A más decadencia climática, política y económica se reacciona con menos memoria y menos reflexión, como en una mala resaca. Irónica, voluntaria o involuntariamente parece que se aproveche lo último que queda, los últimos recursos antes del colapso. Mucho individualismo que desprende cierto egoísmo por ambas partes pero sobre todo autoengaño. Es una circunstancia extraordinaria que no tiene parangón – valga la redundancia – y sus protagonistas viven bajo el péndulo del pasado sin ver que el del futuro ha comenzado a hacer tictac.

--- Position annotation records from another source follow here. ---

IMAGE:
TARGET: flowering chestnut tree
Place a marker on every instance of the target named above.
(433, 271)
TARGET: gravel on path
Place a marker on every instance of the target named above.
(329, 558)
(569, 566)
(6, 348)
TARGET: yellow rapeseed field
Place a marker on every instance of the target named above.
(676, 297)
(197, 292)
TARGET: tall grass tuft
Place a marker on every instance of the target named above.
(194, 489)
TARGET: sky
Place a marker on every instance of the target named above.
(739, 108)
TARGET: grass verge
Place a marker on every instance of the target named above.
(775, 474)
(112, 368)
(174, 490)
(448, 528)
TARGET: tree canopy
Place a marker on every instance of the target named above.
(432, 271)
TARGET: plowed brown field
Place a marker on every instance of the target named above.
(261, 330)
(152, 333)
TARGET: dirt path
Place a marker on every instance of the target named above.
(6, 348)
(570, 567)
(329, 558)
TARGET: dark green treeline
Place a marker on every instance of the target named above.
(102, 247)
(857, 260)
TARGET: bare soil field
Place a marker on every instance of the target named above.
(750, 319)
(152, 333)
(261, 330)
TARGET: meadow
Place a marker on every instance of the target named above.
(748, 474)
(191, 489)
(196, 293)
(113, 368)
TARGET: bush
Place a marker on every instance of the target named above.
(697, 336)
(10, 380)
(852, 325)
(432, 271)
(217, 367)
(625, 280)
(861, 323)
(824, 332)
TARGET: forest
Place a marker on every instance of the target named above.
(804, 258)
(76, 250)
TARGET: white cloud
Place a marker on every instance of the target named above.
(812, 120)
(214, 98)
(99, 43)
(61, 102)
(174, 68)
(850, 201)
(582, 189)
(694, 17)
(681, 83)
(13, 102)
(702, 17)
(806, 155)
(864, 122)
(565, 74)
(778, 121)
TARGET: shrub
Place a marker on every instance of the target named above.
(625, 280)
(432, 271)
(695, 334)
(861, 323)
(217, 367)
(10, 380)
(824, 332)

La situación es más grave de lo que parece pero por fin ha llegado al diálogo público y es algo de lo que conversamos. Aquí es de recibo decir que este no es un artículo personal ni malintencionado hacia particulares. Es un artículo a vuela pluma con la mejor de las intenciones, la crítica, esa joven percibida en muchos casos como la peor de las voluntades por su aparente descaro, claro. A nadie le agrada que hurguen en una herida encostrada aunque entenderán que es importante expender una serie de recibos. Estamos en la tesitura de querer trasladarlos o no en el tiempo. Recibí y conforme.